What does Singapore think about gender equality in the workplace?

What does Singapore think about gender equality in the workplace?

Last year, the World Economic Forum predicted that it would take 117 years for women to completely fill the gender gap.

Survey results released on Monday (March 7) by recruitment firm Hays seems to confirm this prediction because they showed that far fewer men than women in Singapore believe that female employees face gender-based inequality at work.

Over 11,500 people from around the world took part in the survey, which revealed findings that support this year's International Women's Day theme - #PledgingForParity.
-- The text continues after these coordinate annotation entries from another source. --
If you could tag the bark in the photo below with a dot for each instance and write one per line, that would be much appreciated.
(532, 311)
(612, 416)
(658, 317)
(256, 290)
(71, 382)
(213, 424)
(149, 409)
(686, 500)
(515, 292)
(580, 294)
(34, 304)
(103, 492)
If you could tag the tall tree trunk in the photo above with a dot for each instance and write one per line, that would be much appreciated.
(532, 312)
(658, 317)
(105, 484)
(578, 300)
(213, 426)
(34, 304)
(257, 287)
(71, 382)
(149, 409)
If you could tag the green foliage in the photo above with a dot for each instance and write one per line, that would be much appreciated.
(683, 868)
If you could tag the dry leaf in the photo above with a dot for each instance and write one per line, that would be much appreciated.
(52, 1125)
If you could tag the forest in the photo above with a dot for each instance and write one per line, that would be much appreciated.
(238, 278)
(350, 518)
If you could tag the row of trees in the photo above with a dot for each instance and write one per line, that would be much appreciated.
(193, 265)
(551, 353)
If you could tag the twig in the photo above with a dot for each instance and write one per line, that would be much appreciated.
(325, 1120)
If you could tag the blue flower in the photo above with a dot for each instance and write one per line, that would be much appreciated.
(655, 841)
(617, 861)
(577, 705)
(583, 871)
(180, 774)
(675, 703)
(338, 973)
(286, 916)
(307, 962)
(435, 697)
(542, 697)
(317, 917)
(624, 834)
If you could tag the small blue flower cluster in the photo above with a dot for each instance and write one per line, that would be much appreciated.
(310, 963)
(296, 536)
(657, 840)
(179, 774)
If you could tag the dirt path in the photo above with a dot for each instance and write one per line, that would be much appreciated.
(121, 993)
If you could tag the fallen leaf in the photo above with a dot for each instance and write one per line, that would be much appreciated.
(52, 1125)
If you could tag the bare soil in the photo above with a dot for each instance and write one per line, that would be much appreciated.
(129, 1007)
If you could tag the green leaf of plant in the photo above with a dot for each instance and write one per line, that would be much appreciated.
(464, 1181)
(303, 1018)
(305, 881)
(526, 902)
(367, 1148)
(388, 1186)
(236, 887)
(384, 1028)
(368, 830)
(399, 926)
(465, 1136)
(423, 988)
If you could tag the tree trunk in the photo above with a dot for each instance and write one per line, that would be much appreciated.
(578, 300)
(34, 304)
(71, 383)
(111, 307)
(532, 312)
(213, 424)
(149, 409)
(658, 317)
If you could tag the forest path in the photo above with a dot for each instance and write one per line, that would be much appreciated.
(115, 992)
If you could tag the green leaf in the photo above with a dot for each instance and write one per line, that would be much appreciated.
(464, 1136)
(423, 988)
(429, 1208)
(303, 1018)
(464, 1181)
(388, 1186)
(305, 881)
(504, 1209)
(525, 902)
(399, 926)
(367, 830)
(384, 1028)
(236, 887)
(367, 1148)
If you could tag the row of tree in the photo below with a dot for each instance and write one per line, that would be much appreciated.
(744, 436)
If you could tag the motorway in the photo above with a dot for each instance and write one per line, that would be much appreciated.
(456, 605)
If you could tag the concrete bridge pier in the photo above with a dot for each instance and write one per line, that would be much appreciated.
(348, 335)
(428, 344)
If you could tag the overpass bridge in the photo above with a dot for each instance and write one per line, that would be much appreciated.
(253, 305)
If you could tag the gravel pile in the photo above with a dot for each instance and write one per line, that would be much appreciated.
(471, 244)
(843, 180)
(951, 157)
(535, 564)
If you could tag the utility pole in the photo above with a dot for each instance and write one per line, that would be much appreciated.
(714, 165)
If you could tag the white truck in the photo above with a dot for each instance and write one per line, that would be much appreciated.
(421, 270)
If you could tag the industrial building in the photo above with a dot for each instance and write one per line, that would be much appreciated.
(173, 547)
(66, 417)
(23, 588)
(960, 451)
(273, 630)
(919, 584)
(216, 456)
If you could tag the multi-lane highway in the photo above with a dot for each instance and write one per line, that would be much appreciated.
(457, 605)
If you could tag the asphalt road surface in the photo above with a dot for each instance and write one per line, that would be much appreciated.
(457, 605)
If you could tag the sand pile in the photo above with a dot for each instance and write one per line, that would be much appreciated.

The theme calls to everyone in the world "to pledge to take a concrete step to help achieve gender parity more quickly".

Of the respondents in Singapore, 83 per cent of men think there is equal pay between genders. On the other hand, 63 per cent of women share the same sentiment.

Additionally, 79 per cent of men said the same career opportunities are open to equally capable colleagues regardless of gender compared to 65 per cent of women.

When it comes to ambition for leadership roles, men and women had differing views. 84 per cent of men responded that they aspire to reach a top leadership position in their careers whereas 61 per cent of women felt the same way.

Majority (84 per cent) of the respondents in the country also shared that the most senior person within their organisation is male.

Managing Director of Hays in Asia Christine Wright said: "We have a lot to celebrate on International Women's Day across Asia, but many would argue that progress towards workplace gender equality is hindered by the lack of people, more often than not men, who fail to see any problem."

"Given that most people in senior leadership roles are still men, it's difficult to see how gender parity can be accelerated when many of those in positions of influence do not see any inequality to begin with."

However, 36 per cent of women and 37 per cent of men feel there is the opportunity in their current role to promote themselves and communicate their career ambitions.

To close the gender gap, Hays said that employers should encourage female ambition, focus on employee self-promotion, as well as implement and communicate gender diversity policies in their organisations.


Hays plc CEO Alistair Cox said: "Businesses need to make sure they have clear initiatives and development plans in place to retain and promote their top female talent."

"Employers also need to recognise the benefits of a gender diverse workforce, including a stronger talent pipeline, higher productivity and ultimately a more successful business," he added.